# Back Hall bench plan



## jrflat (Nov 2, 2009)

My wife wants a bench for our back hall, just looking for something simple, no back, just a bench. Does anyone have a picture or plans for a simple bench? I could just go throw something together but I am looking to get a little more inspiration and do something a little more ornate. Any help would be greatly appreciated. 

Thanks everyone.


----------



## frankp (Oct 29, 2007)

What do you mean by "a little more ornate". More ornate than what? You could do a simple trestle style bench with intricately carved legs/cross piece or you could do a rustic style "a la Daren" and make natural legs with a slab seat, or you could go Asian-esque with some curved and tapered legs that are reminiscent of a shinto shrine or plenty of other options. What do you like?


----------



## jrflat (Nov 2, 2009)

I guess when I say "ornate" I just mean that I do not want a 2x4 or simple 5 board pine bench. The design does not have to be overly complicated because it is just going in the back hall and you will honestly not see it much. I just want something that is maybe a simple bench with a little more detail to look nicer and more decorative not just plain.
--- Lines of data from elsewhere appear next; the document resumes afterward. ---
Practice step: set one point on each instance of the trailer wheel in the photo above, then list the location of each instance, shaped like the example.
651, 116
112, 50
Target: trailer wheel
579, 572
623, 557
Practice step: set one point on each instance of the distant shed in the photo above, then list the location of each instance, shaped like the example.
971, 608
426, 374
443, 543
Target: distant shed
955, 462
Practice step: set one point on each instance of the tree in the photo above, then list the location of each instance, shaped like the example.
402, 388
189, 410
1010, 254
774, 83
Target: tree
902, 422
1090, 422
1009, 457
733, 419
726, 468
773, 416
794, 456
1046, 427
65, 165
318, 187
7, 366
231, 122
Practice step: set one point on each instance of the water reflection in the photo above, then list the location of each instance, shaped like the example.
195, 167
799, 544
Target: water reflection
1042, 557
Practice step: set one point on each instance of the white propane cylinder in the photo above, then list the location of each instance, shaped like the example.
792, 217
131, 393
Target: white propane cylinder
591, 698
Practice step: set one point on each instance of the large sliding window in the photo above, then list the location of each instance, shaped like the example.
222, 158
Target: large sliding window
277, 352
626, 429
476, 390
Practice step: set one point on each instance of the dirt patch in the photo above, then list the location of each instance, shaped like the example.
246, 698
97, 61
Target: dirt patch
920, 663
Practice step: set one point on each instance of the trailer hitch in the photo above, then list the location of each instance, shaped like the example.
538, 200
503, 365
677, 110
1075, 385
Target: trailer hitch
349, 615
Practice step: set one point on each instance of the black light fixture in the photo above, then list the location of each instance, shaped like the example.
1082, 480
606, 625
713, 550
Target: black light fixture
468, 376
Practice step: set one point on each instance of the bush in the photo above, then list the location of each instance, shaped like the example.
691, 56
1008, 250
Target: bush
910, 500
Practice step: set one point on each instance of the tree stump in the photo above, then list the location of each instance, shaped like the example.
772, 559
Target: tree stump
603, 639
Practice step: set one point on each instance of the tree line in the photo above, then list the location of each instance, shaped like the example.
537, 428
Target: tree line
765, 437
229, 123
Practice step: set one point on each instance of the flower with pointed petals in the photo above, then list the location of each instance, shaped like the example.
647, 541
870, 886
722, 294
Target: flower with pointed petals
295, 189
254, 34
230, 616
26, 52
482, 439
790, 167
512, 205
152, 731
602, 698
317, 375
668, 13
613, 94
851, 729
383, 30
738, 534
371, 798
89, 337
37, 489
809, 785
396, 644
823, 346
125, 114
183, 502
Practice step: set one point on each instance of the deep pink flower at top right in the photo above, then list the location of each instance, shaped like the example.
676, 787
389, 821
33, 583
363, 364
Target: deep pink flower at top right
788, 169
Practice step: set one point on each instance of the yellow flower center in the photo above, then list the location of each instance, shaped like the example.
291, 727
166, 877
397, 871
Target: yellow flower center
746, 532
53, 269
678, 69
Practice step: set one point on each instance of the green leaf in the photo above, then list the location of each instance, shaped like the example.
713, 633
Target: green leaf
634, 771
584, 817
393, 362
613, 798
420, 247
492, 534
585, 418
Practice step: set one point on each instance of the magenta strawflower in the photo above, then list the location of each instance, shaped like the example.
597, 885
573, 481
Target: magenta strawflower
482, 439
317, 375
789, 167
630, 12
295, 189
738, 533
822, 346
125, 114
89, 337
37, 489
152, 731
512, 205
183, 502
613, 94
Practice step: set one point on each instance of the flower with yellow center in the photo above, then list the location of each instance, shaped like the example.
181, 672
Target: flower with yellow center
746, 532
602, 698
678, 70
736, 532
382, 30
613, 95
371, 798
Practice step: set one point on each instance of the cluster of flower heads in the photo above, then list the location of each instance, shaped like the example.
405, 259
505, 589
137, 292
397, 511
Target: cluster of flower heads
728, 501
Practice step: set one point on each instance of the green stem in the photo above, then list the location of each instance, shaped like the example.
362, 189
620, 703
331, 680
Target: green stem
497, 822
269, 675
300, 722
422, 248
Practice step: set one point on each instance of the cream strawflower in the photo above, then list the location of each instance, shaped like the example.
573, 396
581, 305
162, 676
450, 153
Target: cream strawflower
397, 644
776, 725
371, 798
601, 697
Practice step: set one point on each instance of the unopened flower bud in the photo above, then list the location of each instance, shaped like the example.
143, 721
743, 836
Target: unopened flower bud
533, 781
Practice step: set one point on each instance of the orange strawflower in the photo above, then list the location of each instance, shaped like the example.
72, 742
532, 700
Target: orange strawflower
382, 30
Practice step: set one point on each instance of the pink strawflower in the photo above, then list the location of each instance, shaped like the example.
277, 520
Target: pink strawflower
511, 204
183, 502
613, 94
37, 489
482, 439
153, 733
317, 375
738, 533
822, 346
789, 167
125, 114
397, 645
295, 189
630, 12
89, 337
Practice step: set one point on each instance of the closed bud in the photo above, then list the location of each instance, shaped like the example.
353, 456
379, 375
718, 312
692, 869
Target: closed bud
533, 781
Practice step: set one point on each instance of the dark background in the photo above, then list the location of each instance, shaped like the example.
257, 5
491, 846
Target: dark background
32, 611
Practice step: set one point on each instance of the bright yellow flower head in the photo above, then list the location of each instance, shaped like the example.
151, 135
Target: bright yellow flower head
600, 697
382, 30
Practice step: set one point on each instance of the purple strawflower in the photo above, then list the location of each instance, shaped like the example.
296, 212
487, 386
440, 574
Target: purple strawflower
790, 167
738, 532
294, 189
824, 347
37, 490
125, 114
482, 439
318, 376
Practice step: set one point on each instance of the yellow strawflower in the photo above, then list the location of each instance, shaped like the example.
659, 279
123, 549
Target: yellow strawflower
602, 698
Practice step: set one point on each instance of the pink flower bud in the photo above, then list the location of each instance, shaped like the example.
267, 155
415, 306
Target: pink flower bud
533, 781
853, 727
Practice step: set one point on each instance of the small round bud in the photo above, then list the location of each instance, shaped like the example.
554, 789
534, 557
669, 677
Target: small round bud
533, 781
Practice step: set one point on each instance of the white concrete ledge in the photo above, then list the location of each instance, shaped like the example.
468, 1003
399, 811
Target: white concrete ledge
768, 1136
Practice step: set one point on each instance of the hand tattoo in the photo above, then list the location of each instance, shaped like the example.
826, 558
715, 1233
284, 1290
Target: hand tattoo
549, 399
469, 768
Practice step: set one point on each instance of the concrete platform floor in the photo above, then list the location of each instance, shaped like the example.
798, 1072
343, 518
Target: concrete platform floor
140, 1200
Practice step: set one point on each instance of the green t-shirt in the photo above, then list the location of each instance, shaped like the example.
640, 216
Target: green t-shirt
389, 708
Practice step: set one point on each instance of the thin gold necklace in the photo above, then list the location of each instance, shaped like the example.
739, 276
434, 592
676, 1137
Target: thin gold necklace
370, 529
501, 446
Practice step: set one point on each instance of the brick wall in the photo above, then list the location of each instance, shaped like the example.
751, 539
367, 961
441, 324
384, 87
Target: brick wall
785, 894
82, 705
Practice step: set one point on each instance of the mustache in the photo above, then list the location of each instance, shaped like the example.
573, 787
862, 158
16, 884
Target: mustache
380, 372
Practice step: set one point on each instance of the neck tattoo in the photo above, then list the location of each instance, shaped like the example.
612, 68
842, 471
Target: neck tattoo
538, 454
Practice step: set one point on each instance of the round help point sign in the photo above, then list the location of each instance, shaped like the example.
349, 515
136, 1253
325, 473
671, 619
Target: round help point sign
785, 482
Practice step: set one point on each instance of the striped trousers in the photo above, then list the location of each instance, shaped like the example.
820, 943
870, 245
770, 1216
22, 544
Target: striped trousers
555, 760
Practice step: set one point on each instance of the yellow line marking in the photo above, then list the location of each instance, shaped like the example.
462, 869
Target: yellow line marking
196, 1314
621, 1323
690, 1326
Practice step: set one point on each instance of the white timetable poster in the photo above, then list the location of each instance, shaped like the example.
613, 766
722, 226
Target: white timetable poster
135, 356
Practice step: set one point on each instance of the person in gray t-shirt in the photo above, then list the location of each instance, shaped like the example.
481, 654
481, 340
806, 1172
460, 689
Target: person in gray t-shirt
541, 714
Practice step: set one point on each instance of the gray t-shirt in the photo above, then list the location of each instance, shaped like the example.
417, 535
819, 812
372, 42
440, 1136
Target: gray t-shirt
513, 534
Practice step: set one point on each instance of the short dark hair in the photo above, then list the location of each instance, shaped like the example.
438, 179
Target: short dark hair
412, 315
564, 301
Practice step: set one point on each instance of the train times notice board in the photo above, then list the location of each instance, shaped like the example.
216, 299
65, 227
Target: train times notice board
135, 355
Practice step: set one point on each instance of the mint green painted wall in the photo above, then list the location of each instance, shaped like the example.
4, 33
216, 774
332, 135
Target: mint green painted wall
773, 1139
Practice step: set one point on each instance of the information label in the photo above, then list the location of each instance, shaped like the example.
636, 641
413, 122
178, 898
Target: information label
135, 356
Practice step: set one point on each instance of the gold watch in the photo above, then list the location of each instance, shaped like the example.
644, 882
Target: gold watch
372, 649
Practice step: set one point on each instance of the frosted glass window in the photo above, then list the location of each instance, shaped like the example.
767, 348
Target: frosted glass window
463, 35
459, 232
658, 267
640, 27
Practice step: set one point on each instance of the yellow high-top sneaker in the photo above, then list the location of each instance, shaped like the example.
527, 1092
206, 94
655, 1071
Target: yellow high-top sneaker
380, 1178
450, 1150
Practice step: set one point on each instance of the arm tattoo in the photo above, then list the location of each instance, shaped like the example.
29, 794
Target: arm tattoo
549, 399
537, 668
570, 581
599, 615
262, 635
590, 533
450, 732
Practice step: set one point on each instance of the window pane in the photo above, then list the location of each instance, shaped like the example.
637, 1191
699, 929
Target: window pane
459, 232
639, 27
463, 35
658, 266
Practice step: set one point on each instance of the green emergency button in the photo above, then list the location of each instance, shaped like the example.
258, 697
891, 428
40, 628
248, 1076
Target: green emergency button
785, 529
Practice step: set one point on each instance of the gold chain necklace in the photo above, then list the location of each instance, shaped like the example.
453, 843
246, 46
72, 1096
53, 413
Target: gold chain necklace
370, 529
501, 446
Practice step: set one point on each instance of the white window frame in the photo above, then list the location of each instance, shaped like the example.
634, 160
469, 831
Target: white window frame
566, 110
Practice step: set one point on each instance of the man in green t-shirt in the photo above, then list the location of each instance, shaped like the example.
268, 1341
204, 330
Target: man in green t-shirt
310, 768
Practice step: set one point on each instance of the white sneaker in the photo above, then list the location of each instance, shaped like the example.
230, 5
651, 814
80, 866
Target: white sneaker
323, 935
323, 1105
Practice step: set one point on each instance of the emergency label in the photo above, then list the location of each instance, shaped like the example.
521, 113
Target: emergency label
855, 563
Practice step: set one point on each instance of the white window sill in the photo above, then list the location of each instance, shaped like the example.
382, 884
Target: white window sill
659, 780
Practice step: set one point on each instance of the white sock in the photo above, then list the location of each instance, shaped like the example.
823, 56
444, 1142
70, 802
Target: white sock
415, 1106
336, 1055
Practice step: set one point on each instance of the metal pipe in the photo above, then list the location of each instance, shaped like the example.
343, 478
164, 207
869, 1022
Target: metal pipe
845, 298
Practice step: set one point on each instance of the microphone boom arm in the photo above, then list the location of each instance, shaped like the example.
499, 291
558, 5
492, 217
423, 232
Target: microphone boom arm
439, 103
The bench is going to be painted white to match the woodwork in our kitchen so I though added details to the bench would just look nicer. I was hoping that people would give me some pictures and I could just use them to get some ideas.


----------



## bb71 (Jan 23, 2010)

Here's one that I built recently. Sketchup plans are included in the thread. Very simple to build....

http://www.woodworkingtalk.com/f13/bench-bookshelf-15475/

Brad


----------